We must ensure that businesses are protected. We have made more than £350 billion available to that end, with grants, business rates relief and our furlough scheme supporting more than 11 million people and jobs in every corner of the country, maintaining livelihoods while easing the pressure on employers. The next step is to work with business to build back better and greener, putting the net zero carbon challenge at the heart of our recovery. This is a complex undertaking, but one which I hope will be recognised as a once in a lifetime opportunity.

Through the prime minister’s ten point plan for a green industrial revolution, we can level up every region of the UK, supporting 250,000 green jobs while we accelerate our progress towards net zero carbon emissions.

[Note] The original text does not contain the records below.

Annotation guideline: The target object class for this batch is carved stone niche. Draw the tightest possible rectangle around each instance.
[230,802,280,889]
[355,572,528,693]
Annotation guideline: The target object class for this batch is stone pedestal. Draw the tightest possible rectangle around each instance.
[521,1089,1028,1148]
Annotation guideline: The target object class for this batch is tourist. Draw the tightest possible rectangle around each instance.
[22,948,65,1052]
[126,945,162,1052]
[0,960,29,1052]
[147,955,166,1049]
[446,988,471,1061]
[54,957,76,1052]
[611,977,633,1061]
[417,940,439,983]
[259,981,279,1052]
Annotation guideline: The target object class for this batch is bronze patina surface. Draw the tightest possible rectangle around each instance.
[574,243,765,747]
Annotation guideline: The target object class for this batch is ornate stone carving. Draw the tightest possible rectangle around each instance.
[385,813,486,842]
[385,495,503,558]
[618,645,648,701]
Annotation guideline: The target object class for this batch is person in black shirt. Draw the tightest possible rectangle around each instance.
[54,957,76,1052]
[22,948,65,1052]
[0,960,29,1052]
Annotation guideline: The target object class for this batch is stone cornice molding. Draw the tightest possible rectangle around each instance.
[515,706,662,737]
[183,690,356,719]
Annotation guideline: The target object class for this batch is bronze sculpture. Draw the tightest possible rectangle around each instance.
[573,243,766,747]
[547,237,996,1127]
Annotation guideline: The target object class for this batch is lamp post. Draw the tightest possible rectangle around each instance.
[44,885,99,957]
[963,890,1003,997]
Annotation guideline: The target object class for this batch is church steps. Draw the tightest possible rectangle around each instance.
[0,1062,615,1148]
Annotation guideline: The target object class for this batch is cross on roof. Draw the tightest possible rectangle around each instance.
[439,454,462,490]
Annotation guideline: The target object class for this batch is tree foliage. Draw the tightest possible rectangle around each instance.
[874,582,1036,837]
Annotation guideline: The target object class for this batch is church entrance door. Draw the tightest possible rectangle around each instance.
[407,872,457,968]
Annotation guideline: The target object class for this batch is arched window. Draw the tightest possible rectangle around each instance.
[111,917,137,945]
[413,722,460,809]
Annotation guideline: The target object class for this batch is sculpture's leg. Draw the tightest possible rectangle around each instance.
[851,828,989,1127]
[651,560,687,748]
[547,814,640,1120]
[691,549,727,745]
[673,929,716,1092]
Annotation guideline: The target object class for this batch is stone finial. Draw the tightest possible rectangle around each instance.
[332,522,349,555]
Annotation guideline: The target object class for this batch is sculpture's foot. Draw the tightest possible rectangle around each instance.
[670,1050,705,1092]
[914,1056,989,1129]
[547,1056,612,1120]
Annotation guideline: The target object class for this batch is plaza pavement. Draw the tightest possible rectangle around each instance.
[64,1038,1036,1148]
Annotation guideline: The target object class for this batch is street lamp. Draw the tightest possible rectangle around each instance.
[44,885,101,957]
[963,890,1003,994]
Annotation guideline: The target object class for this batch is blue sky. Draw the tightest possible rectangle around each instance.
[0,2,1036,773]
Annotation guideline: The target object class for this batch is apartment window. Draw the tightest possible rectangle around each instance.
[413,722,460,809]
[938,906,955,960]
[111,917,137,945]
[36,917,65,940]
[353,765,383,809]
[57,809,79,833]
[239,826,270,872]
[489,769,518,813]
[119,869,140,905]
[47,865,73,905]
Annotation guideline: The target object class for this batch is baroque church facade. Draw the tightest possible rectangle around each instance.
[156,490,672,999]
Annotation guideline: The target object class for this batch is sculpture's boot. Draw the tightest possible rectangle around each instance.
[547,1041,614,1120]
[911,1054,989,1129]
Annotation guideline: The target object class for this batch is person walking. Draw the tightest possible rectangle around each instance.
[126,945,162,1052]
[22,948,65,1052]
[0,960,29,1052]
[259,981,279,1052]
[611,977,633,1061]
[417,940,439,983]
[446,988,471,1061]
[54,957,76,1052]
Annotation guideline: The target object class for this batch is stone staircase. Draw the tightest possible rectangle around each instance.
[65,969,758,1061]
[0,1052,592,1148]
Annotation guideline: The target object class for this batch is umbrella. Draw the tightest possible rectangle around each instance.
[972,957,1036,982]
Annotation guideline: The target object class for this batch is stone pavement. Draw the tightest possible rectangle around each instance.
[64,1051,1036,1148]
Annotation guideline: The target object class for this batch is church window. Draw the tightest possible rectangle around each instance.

With our commitment to raise R&D spending to 2.4% of GDP and the creation of the Advanced Research & Invention Agency, we are empowering our fantastic researchers to take on groundbreaking research, delivering funding with flexibility and speed. With this approach, innovators will be able to work with our traditional industrial heartlands to explore new technologies, and design and manufacture the products on which the future will be built – ready for export around the globe.

And I believe trade will flourish. We are a leading nation in the fight against climate change. As the host of COP26 this year, we have an incredible opportunity to market our low-carbon products and expertise. Our departure from the EU gives us the chance to be a champion of truly global free trade; we have already signed trade deals with more than 60 countries around the world.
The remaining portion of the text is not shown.